Since mobile phones began streaming visual content, the movie experience has become incredibly personalized but is missing the absorbing environment of a big theater screen. Reminiscent of Geordi La Forge’s Visor from Star Trek: The Next Generation, the coolest immersive media device, the Avegant Glyph, has arrived.
According to Avegant’s Chief Technology Officer (CTO) Allan Evans, “People love movies… Where does that experience suck? Anytime you’re watching on your phone or tablet.” The world’s first personal theater experience looks as simple as a pair of headphones and is priced at USD 699.
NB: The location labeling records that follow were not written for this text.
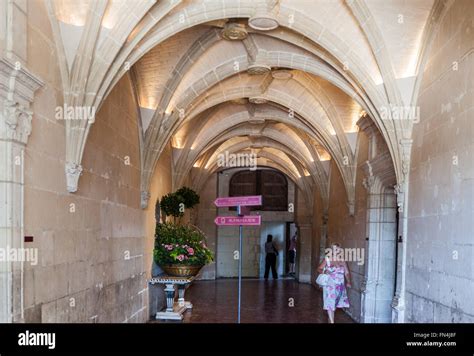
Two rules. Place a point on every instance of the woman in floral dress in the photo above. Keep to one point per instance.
(334, 292)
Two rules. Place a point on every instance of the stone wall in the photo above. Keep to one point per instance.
(349, 231)
(205, 215)
(91, 244)
(440, 243)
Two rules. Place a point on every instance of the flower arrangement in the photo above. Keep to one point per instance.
(180, 245)
(180, 249)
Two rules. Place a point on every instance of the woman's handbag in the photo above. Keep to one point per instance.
(323, 278)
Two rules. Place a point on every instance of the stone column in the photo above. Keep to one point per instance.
(304, 263)
(17, 87)
(401, 189)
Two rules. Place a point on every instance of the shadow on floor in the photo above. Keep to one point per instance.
(272, 301)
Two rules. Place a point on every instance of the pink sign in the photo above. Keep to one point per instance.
(238, 220)
(251, 200)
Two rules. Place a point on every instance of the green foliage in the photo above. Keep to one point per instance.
(191, 198)
(170, 205)
(173, 204)
(180, 244)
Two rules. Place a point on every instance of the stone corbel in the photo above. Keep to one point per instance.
(264, 18)
(351, 207)
(144, 199)
(73, 172)
(399, 191)
(18, 121)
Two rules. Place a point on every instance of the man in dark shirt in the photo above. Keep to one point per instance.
(270, 258)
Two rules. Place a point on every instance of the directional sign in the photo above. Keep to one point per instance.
(238, 220)
(250, 200)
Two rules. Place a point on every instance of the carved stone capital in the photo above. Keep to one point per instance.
(351, 207)
(144, 199)
(400, 192)
(17, 88)
(73, 172)
(406, 154)
(17, 120)
(368, 182)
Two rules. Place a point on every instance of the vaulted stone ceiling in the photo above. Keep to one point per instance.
(286, 78)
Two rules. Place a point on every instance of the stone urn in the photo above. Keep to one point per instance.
(181, 270)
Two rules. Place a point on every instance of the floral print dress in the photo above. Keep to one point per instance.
(334, 293)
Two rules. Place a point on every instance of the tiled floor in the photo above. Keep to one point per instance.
(262, 302)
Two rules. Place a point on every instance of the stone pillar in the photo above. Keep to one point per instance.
(401, 190)
(17, 87)
(304, 263)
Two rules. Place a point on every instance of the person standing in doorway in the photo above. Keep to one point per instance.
(270, 258)
(292, 254)
(334, 292)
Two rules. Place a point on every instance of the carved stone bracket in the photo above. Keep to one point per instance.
(18, 121)
(73, 172)
(144, 199)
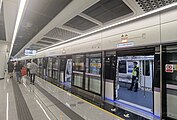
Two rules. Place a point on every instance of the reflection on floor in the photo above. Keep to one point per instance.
(136, 97)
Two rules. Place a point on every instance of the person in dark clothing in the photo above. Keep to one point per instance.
(18, 68)
(10, 68)
(33, 70)
(135, 77)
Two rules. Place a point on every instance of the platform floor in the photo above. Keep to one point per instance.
(44, 101)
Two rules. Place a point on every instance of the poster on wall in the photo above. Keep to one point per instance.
(130, 67)
(169, 68)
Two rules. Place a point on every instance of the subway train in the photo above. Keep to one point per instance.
(100, 65)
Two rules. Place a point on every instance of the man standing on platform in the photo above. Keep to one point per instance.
(33, 70)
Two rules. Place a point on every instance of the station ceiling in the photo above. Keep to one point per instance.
(43, 26)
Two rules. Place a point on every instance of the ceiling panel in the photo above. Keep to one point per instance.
(80, 23)
(46, 43)
(50, 40)
(61, 34)
(39, 46)
(38, 14)
(106, 10)
(2, 26)
(148, 5)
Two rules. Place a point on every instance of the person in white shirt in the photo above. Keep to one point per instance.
(33, 70)
(28, 69)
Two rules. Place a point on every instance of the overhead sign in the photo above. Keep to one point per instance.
(169, 68)
(30, 52)
(125, 44)
(124, 38)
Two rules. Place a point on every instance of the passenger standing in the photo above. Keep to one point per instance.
(10, 68)
(135, 77)
(33, 71)
(18, 68)
(28, 69)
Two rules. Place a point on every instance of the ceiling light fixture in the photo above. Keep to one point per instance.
(122, 22)
(19, 16)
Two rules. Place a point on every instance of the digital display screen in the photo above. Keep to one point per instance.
(30, 52)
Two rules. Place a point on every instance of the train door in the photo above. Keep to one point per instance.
(68, 70)
(62, 69)
(169, 78)
(55, 71)
(134, 78)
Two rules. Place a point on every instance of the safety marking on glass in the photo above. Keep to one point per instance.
(169, 68)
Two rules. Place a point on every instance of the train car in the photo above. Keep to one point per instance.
(102, 65)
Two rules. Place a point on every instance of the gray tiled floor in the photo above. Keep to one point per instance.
(41, 108)
(84, 109)
(7, 110)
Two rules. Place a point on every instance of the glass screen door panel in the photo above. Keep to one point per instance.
(135, 88)
(68, 71)
(170, 80)
(78, 70)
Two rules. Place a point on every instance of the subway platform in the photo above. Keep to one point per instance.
(45, 101)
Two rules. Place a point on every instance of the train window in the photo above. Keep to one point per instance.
(146, 66)
(110, 65)
(93, 72)
(122, 66)
(78, 63)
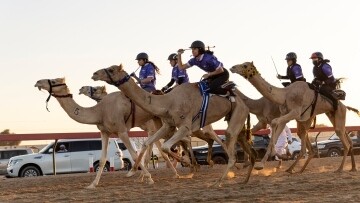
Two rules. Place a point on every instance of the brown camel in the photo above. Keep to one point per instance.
(95, 93)
(295, 102)
(102, 115)
(207, 133)
(177, 109)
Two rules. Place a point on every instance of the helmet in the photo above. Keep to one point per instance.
(142, 55)
(290, 56)
(172, 57)
(198, 44)
(316, 55)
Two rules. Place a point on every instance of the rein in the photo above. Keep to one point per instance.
(119, 82)
(54, 95)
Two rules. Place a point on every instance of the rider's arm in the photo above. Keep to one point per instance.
(180, 64)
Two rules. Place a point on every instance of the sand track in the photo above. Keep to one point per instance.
(318, 183)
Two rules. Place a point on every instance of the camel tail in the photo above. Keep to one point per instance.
(353, 109)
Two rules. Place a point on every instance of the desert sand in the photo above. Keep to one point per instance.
(318, 183)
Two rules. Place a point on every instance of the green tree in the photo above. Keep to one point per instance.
(8, 143)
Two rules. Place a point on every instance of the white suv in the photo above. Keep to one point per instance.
(6, 154)
(71, 156)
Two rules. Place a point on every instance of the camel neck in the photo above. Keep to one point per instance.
(255, 106)
(272, 93)
(154, 104)
(78, 113)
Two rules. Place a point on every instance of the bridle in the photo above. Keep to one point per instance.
(54, 95)
(92, 91)
(119, 82)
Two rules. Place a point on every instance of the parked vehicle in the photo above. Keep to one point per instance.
(128, 161)
(71, 156)
(333, 147)
(219, 156)
(6, 154)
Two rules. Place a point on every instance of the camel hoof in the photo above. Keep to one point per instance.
(246, 164)
(211, 164)
(130, 173)
(91, 187)
(150, 181)
(291, 171)
(259, 166)
(353, 170)
(338, 171)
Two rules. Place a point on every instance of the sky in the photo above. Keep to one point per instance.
(49, 39)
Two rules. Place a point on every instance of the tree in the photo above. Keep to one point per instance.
(8, 143)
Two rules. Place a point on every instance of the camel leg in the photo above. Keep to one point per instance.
(163, 131)
(257, 127)
(305, 144)
(278, 125)
(104, 149)
(166, 157)
(236, 123)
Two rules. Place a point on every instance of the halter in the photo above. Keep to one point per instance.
(119, 82)
(54, 95)
(91, 92)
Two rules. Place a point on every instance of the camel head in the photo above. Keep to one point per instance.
(114, 75)
(93, 91)
(52, 85)
(247, 70)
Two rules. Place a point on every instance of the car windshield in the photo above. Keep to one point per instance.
(45, 149)
(334, 137)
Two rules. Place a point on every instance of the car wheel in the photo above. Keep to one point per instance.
(334, 153)
(219, 160)
(30, 171)
(106, 167)
(295, 155)
(127, 165)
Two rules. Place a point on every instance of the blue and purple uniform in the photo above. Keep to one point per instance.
(324, 73)
(179, 75)
(148, 71)
(207, 62)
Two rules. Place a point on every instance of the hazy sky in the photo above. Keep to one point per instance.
(72, 39)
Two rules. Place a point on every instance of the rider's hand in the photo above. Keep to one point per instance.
(206, 76)
(181, 51)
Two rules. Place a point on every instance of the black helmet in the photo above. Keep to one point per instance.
(291, 56)
(316, 55)
(172, 57)
(142, 55)
(198, 44)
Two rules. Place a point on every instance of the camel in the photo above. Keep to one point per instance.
(113, 115)
(177, 109)
(295, 102)
(207, 133)
(95, 93)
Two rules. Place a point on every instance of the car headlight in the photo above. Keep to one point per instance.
(321, 146)
(14, 162)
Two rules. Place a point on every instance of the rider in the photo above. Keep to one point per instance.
(217, 75)
(147, 78)
(293, 72)
(179, 76)
(324, 79)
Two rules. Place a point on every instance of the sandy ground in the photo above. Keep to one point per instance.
(318, 183)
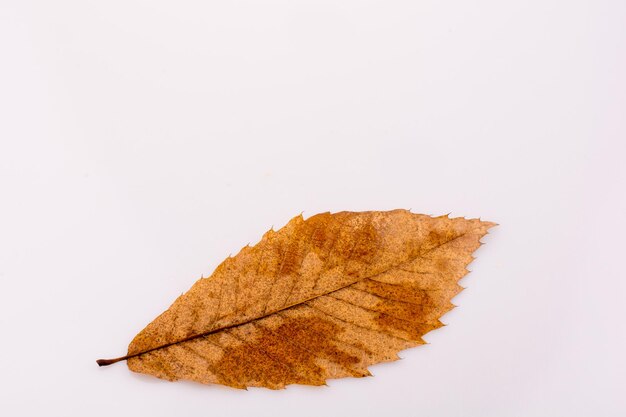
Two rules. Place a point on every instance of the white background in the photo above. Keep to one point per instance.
(141, 142)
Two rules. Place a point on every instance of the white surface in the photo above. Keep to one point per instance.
(144, 141)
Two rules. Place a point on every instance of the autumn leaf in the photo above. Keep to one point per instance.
(321, 298)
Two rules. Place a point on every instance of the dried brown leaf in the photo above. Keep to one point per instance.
(321, 298)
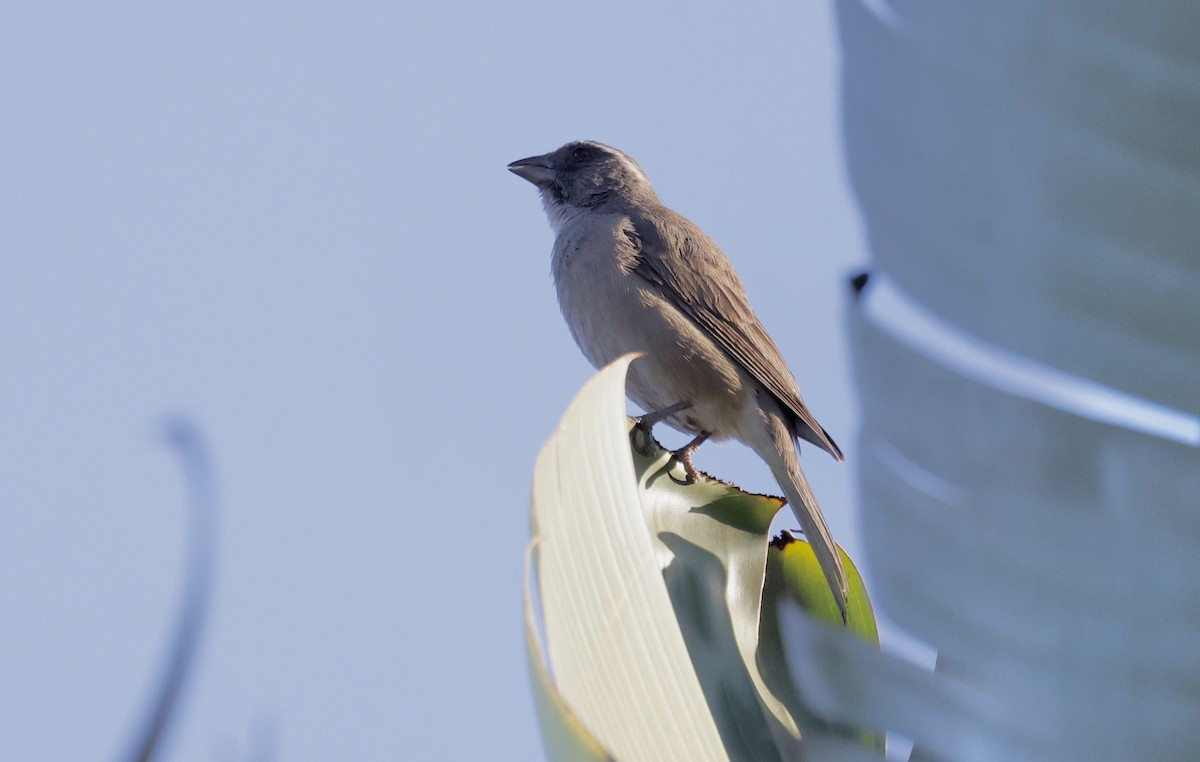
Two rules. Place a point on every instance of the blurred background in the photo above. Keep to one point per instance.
(293, 223)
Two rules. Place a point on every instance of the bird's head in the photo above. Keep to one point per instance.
(585, 175)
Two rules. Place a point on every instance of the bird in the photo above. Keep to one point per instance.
(635, 276)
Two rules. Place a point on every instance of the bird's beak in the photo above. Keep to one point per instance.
(537, 169)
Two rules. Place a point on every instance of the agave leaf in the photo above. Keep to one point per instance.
(617, 653)
(652, 592)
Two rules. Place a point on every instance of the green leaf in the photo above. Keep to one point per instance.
(652, 593)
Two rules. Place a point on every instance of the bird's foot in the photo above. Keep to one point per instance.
(645, 425)
(683, 455)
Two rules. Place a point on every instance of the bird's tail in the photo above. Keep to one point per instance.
(778, 449)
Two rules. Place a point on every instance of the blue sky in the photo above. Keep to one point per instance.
(293, 223)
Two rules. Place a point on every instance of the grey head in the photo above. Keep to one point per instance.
(585, 175)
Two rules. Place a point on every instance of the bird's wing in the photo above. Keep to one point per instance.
(675, 255)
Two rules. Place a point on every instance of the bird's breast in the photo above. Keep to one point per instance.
(612, 311)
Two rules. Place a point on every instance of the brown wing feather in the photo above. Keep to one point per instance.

Born of a Kickstarter project, the Avegant Glyph prototype was launched in 2013. Glyph had its beginnings at Pacific Northwest National Laboratory, in Richland Washington, with technology developed by Avegant founder and CTO, Evans. Apart from being an INCOSE-certified systems engineer, Evans has M.S. and Ph.D. degrees in electrical engineering from the University of Michigan, and has seven pending or issued patents.
Seeking an alternative to traditional head-mounted displays, Evans, along with a team of scientists ‘tried to re-create light in a way that very closely mimics how you actually see far away.’ Creating a virtual retinal display that reflects light in an attempt to replicate natural eyesight, Evans collaborated with Avegant’s VP Engineering Neil Welch, and CEO Edward Tang, raising more than US$ 1.5 million for its Glyph prototype.
Bridging the gap between mobile movie watching and developing VR technology, Avegant Glyph has a 720p HDMI display, utilizing ‘Retinal Imaging Technology.’ Retinal Imaging Technology beams light from a low powered LED, through a set of optics, onto a microscopic mirror DLP (Digital Light Processing) array of two million mirrors. The mirrors form the light into an image, which is focused on a second set of optics and projected directly onto the retina. With a ‘screenless display’ that’s purportedly clearer than any VR device, a ‘3D’ mode, head tracking that includes 360-degree viewing and the drone piloting feature; the Avegant Glyph is an innovative piece of developing technology, a ‘living product’ so to speak.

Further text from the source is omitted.